Will their thirst be ever quenched?

Pure drinking water a far cry for Hajong people in Netrakona

Hajong women are seen collecting water from a narrow flow at Gopalbari Chengri village in Kalmakanda of Netrakona. Photo: Collected

There seems to be no let-up in the sufferings of the Hajong people for pure drinking water. The century-old suffering of the indigenous people living in Netrakona's Kalmakanda upazila is yet to be mitigated despite umpteen pledges of the public representatives.

On various occasions, candidates of both national and local polls pledged this indigenous community of easy access to pure drinking water but the pledges were never fulfilled, lamented the locals.

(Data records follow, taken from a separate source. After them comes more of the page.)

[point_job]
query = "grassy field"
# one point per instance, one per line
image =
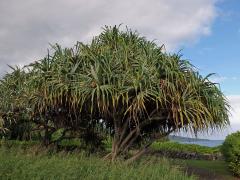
(217, 169)
(190, 148)
(16, 163)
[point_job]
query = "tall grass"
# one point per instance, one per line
(18, 164)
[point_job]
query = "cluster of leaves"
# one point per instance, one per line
(231, 151)
(120, 84)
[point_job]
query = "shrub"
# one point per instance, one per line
(231, 151)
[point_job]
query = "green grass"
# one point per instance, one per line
(190, 148)
(218, 167)
(16, 163)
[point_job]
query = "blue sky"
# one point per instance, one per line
(219, 52)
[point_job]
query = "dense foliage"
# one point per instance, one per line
(120, 85)
(231, 152)
(19, 164)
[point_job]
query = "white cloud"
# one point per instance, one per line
(26, 27)
(234, 101)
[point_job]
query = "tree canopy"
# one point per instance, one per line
(120, 83)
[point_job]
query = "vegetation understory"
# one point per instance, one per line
(29, 160)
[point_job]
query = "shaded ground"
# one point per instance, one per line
(208, 170)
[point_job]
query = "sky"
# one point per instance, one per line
(206, 32)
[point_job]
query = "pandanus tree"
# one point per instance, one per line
(128, 85)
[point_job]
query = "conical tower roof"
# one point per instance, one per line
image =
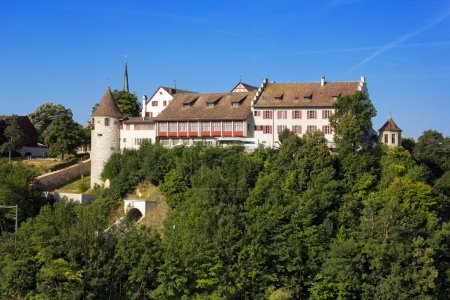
(390, 126)
(107, 107)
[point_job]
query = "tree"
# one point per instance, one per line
(352, 120)
(63, 136)
(43, 116)
(433, 149)
(14, 136)
(127, 102)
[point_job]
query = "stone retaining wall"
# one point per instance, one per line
(60, 177)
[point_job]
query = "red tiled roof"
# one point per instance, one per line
(107, 107)
(208, 106)
(390, 126)
(138, 120)
(298, 94)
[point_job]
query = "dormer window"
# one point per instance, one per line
(213, 101)
(278, 96)
(189, 101)
(335, 95)
(307, 96)
(238, 101)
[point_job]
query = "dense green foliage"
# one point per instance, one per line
(43, 116)
(127, 102)
(17, 188)
(14, 136)
(293, 223)
(63, 136)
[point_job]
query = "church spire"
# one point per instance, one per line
(125, 78)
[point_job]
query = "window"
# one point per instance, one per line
(216, 126)
(227, 126)
(173, 127)
(311, 114)
(193, 126)
(143, 127)
(297, 129)
(139, 141)
(282, 114)
(206, 126)
(182, 126)
(238, 126)
(163, 127)
(281, 128)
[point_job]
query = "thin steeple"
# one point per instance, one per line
(125, 78)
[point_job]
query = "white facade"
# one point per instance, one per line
(132, 134)
(157, 102)
(105, 140)
(270, 122)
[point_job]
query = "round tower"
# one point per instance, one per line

"Though we have long been waiting for an easy source of drinking water for decades, it still seems to be a far cry," said Sajol Hajong, a former member of Lengura Union Parishad (UP).

The indigenous people, mainly the Hajong people, have been living in the bordering villages-- Lengura, Rongchhati and Kharnoi-- for some 400 years but they have never got easy access to pure drinking water, said Sajol.

"We are unfortunate that an available source of pure drinking water, one of the most fundamental requirements, is a far cry for Hajong people in the locality", said Nayem Hajong of village Gopalbari Chengri in Kalmakanda.

The people get a respite only in the rainy season when they can harvest rainwaters for drinking and household purposes, said Nayem, a master's student at Dhaka College.

Still hundreds of Hajong people, mainly women have to cross long distances to fetch water from small springs or wells as there is no source of water near their homes in the bordering villages.

There are around 10 ring wells at Gopalbari Chengri village where more than 70 families live and only three to four wells can supply pure drinking water, Nayem also said.

Some 3,000 Hajong people of the community collect water enduring such plight for years for want of tube-wells or deep tube-wells in their area, said the youth.

The situation turns difficult in the dry season when the flow of water from the springs ebbs and the level of groundwater dips.

As there is no river and canal adjacent to the area, the indigenous people living here are the worst sufferers, said Geetika Hajong, a school teacher.

When the government has been doing huge development work throughout the country and then setting up reasonable numbers of deep tube-wells in this hilly area is not a tough task, said a 45-year-old housewife Gyanota Hajong.

Md Saidur Rahman Bhuiyan, chairman of Lengura UP, said the area is at an end of a slope of the Meghalaya Hills and it is very costly and difficult to set up 1,000-feet deep tube-wells.

Around 50 ring wells have been set up in the union in the last three years from where the indigenous people collect water standing in a queue but the number is insufficient, said the chairman.

Around Tk 10 lakh is needed to install a deep well and it is not impossible if the authorities concerned take the initiatives, the locals said.

Admitting the acute shortage of water in the area, Kazi Md Abdur Rahman, deputy commissioner in Netrakona, said they have already taken a project to install 10 deep tube-wells in Kalmakanda and Durgapur to mitigate the serious water crisis.

The work of the project will start in the next fiscal year, said the DC.